An inhuman sound escaped my lips as I hobbled to the bedroom. They would never let me go… not alive! They wanted to see if I was dead, and I would give them dead. I fell into the bedroom and saw Kola arranged on our bed. He looked like someone sleeping, and I wanted to wake him. He knew how to fight.

“Move, you fool!” I cried to no one. My leg came alive.

They kicked the front door open. I expected more, but only heard two familiar voices.

“You don’t need that,” John laughed. “I already smoked the bastard.”

“When you smoked Kola, I had to suffocate him myself before he died. You said he killed Bruno and Obodo?”

“Yes, he was like a demon.”

“Let’s check then, because the Tammy I know does not fight.”

They came into the bedroom. The canister had finished emptying its contents, and I lay on the bathroom floor, praying they did not notice the unlocked door.

“You will see now that I have smoked him .”

Stupid John swung the wooden door open, and I shot him twice in the face. He fell on his comrades, dead as a dodo.

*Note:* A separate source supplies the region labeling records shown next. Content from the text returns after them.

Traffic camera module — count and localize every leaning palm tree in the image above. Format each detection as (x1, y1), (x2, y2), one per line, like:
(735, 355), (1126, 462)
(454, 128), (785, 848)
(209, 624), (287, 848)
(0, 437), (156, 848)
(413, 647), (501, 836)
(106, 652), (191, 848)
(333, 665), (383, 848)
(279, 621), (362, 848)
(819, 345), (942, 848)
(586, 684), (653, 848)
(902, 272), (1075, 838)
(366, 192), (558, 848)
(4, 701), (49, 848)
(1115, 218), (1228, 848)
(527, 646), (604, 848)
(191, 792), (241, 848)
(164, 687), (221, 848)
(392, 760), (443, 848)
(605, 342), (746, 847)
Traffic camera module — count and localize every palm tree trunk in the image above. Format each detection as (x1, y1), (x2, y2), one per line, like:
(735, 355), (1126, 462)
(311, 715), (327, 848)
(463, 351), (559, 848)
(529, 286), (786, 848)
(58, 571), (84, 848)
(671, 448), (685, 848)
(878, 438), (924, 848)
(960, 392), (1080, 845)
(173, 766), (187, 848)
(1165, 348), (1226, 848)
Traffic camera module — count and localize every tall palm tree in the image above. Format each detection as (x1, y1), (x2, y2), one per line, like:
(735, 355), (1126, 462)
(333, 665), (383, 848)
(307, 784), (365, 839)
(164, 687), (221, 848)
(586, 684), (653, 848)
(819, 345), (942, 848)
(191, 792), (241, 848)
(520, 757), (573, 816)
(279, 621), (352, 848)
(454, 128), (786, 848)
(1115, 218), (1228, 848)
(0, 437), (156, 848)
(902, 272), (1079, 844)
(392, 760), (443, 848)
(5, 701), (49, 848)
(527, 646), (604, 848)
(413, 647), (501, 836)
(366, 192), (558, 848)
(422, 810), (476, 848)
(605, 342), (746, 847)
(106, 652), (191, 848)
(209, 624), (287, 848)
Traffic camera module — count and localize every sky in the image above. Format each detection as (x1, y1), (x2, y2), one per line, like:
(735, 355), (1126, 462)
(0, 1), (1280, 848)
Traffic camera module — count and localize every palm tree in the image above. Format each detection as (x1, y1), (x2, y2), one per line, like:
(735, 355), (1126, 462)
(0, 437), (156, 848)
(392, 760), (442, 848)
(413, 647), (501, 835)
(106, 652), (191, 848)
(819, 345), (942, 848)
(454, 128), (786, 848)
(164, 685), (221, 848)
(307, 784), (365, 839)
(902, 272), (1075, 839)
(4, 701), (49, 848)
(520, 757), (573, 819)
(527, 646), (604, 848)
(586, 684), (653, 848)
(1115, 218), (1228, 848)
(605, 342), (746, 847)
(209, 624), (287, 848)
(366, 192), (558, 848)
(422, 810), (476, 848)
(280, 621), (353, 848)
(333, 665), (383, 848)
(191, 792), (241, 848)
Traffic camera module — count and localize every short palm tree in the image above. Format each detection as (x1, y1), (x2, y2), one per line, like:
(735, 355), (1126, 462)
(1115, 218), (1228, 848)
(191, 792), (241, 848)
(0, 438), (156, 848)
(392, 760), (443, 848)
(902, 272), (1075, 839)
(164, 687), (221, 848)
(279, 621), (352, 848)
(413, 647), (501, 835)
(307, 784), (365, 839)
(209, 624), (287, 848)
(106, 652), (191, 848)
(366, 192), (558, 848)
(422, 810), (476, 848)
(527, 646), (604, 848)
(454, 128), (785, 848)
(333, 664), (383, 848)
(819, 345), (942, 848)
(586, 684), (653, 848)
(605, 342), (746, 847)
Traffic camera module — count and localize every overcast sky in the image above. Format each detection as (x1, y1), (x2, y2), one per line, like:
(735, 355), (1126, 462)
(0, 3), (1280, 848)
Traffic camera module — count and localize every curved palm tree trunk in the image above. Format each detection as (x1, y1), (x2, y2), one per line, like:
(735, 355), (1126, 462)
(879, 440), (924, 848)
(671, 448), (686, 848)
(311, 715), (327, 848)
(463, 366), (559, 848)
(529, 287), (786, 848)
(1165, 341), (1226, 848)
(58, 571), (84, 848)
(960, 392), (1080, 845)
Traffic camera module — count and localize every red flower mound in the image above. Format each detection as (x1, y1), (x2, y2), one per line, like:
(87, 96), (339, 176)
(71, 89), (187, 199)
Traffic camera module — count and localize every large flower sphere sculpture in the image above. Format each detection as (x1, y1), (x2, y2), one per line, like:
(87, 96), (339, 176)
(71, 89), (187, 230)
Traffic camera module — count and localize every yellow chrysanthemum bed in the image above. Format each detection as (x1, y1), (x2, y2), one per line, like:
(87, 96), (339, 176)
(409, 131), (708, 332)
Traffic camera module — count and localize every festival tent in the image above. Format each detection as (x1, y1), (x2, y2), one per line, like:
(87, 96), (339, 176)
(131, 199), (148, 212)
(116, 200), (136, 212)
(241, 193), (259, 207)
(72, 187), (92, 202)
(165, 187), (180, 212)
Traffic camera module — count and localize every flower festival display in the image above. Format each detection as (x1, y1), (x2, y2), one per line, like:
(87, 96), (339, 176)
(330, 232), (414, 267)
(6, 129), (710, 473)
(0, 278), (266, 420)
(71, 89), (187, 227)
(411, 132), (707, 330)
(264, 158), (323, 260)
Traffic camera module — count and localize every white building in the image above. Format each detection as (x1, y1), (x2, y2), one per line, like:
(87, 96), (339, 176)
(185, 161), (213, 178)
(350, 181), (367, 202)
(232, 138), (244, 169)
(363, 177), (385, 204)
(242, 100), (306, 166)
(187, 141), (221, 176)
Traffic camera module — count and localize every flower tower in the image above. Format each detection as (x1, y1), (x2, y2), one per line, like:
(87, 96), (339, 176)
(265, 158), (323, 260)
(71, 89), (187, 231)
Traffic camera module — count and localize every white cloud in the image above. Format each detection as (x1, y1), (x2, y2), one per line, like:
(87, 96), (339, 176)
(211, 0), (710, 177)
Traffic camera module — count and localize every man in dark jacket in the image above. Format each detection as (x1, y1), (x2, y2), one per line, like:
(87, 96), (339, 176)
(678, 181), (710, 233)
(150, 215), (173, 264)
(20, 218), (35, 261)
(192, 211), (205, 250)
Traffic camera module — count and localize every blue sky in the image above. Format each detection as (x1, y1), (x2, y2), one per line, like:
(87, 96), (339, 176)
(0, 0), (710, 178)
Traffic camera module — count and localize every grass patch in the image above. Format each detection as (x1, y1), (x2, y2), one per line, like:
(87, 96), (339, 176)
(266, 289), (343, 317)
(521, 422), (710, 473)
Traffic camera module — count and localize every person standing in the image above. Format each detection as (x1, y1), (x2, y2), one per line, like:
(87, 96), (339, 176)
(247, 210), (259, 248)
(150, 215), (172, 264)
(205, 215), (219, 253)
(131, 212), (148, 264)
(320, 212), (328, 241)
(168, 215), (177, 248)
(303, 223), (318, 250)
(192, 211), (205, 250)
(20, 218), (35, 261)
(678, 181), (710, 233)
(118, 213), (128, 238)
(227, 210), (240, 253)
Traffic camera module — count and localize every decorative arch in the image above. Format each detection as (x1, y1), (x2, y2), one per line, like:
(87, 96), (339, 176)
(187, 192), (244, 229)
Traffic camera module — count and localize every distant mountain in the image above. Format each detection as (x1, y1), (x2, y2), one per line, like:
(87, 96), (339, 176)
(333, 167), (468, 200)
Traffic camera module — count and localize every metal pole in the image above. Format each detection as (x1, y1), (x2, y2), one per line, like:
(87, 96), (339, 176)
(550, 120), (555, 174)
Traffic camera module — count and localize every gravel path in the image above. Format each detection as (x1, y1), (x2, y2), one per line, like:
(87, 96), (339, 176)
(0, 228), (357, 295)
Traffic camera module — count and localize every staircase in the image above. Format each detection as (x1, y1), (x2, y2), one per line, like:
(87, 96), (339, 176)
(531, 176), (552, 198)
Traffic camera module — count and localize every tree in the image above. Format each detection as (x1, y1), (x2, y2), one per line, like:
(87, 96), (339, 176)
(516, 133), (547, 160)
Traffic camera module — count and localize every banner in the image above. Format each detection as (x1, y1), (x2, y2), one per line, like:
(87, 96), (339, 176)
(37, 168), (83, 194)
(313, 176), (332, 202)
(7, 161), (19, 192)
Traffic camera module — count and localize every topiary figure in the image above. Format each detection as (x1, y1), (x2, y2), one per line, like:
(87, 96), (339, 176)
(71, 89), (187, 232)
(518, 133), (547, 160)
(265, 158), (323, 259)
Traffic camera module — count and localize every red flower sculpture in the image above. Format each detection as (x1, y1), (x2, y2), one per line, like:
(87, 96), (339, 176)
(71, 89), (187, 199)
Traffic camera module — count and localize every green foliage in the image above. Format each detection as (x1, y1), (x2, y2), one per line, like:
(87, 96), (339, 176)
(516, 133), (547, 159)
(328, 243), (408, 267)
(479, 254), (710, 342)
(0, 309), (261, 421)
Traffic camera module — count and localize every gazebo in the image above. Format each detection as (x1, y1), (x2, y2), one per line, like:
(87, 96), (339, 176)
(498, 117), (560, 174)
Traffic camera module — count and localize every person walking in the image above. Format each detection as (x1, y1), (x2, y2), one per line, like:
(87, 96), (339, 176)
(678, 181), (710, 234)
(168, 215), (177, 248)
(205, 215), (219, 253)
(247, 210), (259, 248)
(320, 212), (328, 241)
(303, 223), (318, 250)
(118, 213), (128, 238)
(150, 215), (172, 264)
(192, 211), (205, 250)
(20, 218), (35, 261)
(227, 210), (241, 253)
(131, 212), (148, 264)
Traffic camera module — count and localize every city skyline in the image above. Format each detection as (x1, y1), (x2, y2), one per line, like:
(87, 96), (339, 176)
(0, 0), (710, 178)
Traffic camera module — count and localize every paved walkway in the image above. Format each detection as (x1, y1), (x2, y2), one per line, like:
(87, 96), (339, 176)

“Tamuno!” Friday said. “Are you in there?”

I laughed, weeping. “No. I am at the server girl’s house.”

“Tammy, I don’t want to hurt you. I swear! They weren’t supposed to meet you here.”

“What did Kola do to you?” I screamed. “He was your friend!”

Friday came, and I raised the gun. “You cannot understand, even if I told you. He messed with my pride, and if I don’t strike, my people will say I have lost my manliness.”

“Two-skulls!” My finger vibrated. “They your people, right?”

He leaped in front of the door and landed on Bruno’s hand, losing his equilibrium. We shot. His bullet hit the window, and the glass shattered. Mine hit him in the stomach.

“Tamuno, please…”

The second bullet replaced his eye, and four dead bodies littered the doorway, two of them murdered by my very hand. Thankfully, I was twelve, and it was only self-defense. I had only been protecting myself.

I slithered towards Bruno’s body and rescued my phone. I knew dad already kicked us from his house, but he sometimes picked my calls. As I rang him, I hoped he had not passed out drunk with his new whore wife.

“Tamuno,” my dad exclaimed. “Why are you calling me by this time? Are you mad?”

I was slipping from the loss of blood. Death and mother sang my name.

“Daddy, please come over to Kola’s place. I… think I killed some people.”

I fell, leaving his questions unanswered. Dad would come; he knew what it was like to kill people. My head hit the drain. Father hit her many times until she drove herself literally to hell. Glass shards pierced it. The phone escaped my grip, giving the man a chance to redeem himself.

I will not go to parties, mother. I will not associate with bad people. Push me away from thy bosom, ad let me live. Let me give the monster you married an olive branch.

The last smell I acknowledged in the tiny space was that of a rotten banana, and I wondered it had been my brother’s last meal.